# Spaghetti Measure - Weekend Project



## darisrob (Oct 24, 2012)

Earlier in the summer I was looking for a nice & easy weekend project. I made a couple of spaghetti measures.
If you want to see more pictures on how I made this I have another blog entry over at: www.woodlogger.com




These were actually pretty easy to make. I made a simple template and used my band saw to cut them out. Then I used different size forstner bits to make the holes.



After that I used a round over bit to smooth out the entire board.



.


----------



## williamm (Oct 10, 2011)

Thanks for a nice weekend project to make.
Like your blog also.
One thing - the top link did not work for some reason. I used the bottom one which did and then searched for the project.
Good job.


----------



## darisrob (Oct 24, 2012)

Thanks, yep I like the weekend projects. Long projects are good too every so often, but I like the feeling of accomplishment. Not sure what I did wrong with the link, but I fixed it.


----------



## Fishinbo (Jun 11, 2012)

Looks like you had such a fun weekend !!! Neat work!


----------



## darisrob (Oct 24, 2012)

Thanks Fish in bo


----------



## TRN_Diesel (Feb 24, 2009)

Nice project Daris and execution. Looks like great minds think alike. The other day while cooking my other half was trying to determine how much spaghetti pasta to use for us and I thought why not make something. 

I made mine a bit smaller than yours and used some scrap pieces I had in the shop. Yours are much bigger and you had better be careful, she just may use that as a naughty or nice paddle if you spend too much time out in the shop. :fie:

I hope it is ok to share with you what I did, I have attached a picture of my version of a spaghetti board. 

Thanks for a great idea.


----------



## darisrob (Oct 24, 2012)

Thanks Diesel, yours looks great. That's awesome...!


----------



## Mike (Nov 22, 2004)

Guys, what size holes did you use for your measures?
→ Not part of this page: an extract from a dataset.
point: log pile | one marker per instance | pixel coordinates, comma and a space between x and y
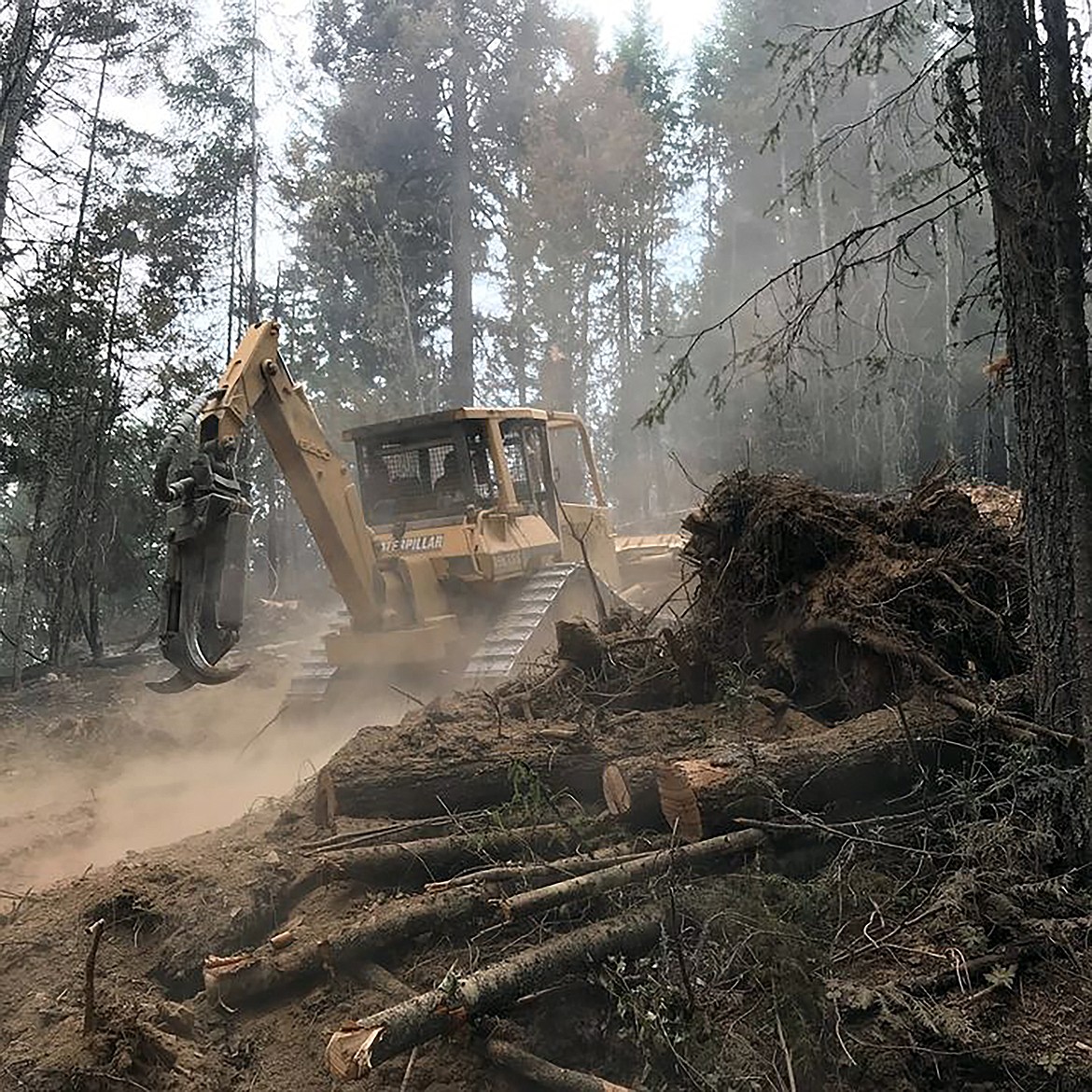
830, 669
I am just curious to see if the portions would be the same.


----------



## jw2170 (Jan 24, 2008)

*great minds........*



Mike said:


> Guys, what size holes did you use for your measures? I am just curious to see if the portions would be the same.


I was just thinking the same thing, Mike.
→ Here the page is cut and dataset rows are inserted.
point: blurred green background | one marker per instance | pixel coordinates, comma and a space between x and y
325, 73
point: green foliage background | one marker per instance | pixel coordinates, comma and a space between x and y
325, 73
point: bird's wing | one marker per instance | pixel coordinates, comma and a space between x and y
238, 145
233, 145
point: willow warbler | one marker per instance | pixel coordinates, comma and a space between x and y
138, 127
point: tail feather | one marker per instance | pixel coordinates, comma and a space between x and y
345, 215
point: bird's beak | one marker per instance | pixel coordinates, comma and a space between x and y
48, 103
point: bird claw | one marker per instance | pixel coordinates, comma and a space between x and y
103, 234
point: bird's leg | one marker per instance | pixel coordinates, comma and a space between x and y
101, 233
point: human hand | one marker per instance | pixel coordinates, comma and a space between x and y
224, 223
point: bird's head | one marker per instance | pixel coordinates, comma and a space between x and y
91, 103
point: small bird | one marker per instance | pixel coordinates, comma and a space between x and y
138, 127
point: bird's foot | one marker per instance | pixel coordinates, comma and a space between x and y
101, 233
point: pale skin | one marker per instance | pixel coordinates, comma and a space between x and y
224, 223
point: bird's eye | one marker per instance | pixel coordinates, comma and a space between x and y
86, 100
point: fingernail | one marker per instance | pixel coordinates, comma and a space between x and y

One could always buy a cheap plastic measure at a kitchen store and use the measurements from that...


----------



## TRN_Diesel (Feb 24, 2009)

*Spaghetti Board Measurements*



Mike said:


> Guys, what size holes did you use for your measures? I am just curious to see if the portions would be the same.
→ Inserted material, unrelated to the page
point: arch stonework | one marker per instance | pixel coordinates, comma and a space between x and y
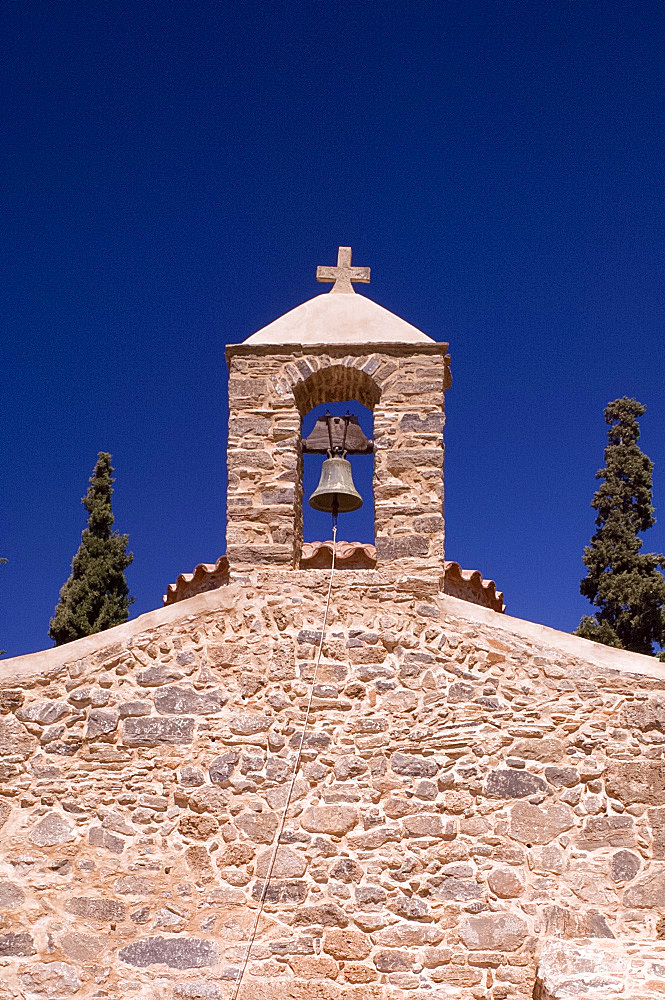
270, 390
I used the following measurements:

1 3/4" - 4 servings
1 1/2" - 3 servings
1 1/8" - 2 servings
7/8" - 1 serving

I should note this is fairly accurate unless of course your Italian and in that case cut the servings in half. My brother in-law is Italian and eats the stuff like a horse. :yes4:

I attached my crude Sketchup Drawing as well.


----------



## darisrob (Oct 24, 2012)

Hey thanks for all the feedback guys. This really was a fun and easy one to do.


----------



## berry (Oct 17, 2005)

I made some of those some years back along with a spaghetti fork. My wife, as well as all those I made them for, don't use them. I was bummed at the time. 

The wife said it's much easier to measure with here hands than to pull out a tool (she often makes dishes without using measuring cups or spoons? She said the fork didn't work as well as her plastic ones. I hope yours end up somewhere other than the kitchen drawer.


----------



## darisrob (Oct 24, 2012)

Thanks Berry, I actually made a couple of these and ended up giving them both away as gifts now. Hah, I need to make a couple more.


----------